Our focus is the interaction of the lymphatic and immune systems in cancer and in the immune response. These interests developed from our discovery of lymph node alterations in mice that precede and promote cancer metastasis.
NOTICE: The Ruddell Lab has moved to the University of Washington in Seattle as of December 2012. To learn more or contact Dr. Ruddell, please send inquiries to Alanna Ruddell or call (206)685-1216.
Cancer cell detection in tumor-draining lymph nodes (TDLNs) is used clinically to diagnose metastasis of many types of human cancers, suggesting that the lymphatic pathway is a common initial route of tumor spread. Immunocompetent mouse models show modest growth of tumor lymphatic vessels (lymphangiogenesis). However, extensive lymphatic sinus growth arises in tumor-draining lymph nodes (TDLNs), even before metastasis is initiated. This is associated with increased lymph drainage, suggesting the hypothesis that TDLN lymphatic sinus growth and accelerated lymph flow actively drive tumor dissemination into draining lymph nodes.

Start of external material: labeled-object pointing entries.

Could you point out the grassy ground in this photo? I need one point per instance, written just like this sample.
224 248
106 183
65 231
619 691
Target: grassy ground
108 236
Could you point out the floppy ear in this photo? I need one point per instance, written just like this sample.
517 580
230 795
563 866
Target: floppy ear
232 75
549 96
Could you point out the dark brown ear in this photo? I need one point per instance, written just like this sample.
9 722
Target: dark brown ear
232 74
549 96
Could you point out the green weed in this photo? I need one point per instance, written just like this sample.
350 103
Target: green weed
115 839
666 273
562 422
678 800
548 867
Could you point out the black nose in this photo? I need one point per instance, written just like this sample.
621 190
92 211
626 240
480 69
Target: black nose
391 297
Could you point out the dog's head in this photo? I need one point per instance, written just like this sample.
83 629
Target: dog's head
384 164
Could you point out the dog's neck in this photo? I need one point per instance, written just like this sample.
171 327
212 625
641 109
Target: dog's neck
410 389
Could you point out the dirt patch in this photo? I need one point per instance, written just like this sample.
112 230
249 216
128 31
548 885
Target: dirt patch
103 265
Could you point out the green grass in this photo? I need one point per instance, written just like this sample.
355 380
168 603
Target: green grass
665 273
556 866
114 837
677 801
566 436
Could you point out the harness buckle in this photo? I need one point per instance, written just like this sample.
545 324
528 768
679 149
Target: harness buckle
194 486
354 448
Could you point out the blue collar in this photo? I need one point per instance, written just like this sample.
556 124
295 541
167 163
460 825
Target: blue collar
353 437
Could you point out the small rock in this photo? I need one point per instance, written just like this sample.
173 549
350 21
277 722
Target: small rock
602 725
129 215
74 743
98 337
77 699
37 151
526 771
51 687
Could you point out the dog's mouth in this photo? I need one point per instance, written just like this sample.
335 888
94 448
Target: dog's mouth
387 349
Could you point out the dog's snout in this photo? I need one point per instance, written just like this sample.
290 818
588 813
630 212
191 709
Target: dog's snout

Abnormal accumulation of B cells throughout TDLNs is required to promote lymphatic alterations and metastasis, as B cell-deficient mice with melanoma do not develop TDLN lymphangiogenesis, increased lymph flow, or metastasis. Conversely, preneoplastic E-µ-c-myc transgenic mice that feature pre-existing LN B cell accumulation, lymphangiogenesis, and increased lymph flow show accelerated tumor metastasis to TDLNs, demonstrating that TDLN alterations actively promote tumor dissemination via the lymphatics. Mice bearing benign tumors do not develop these TDLN alterations, supporting the idea that TDLN B cells regulate metastatic potential. The involvement of TDLN B cells and lymphatic alterations in metastasis is a major area of interest.
Non-invasive imaging tests could improve diagnosis of cancer metastasis, to identify those patients needing aggressive intervention. The mouse cancer models identified abnormal and increased TDLN lymph flow as diagnostic features in mice developing metastatic tumors. MRI and optical imaging assays are being used to characterize the mechanism by which tumors increase lymph drainage, and to develop diagnostic imaging tests for cancer patients.
The lymphatic circulation drains fluid and cells from the periphery through LNs, facilitating immune responses to lymph-borne antigens. A 10.1.1 monoclonal antibody to a lymphatic endothelial surface antigen was developed as a specific reagent for murine lymphatic vessel detection. The 10.1.1 antigen encodes the mCLCA1 protein, which demonstrates strong affinity for the LFA-1 and Mac-1 adhesion molecules expressed on lymphocytes and leukocytes. Investigation of mCLCA1 contributions to leukocyte trafficking and the immune response could provide new insights to lymphatic/immune system interactions.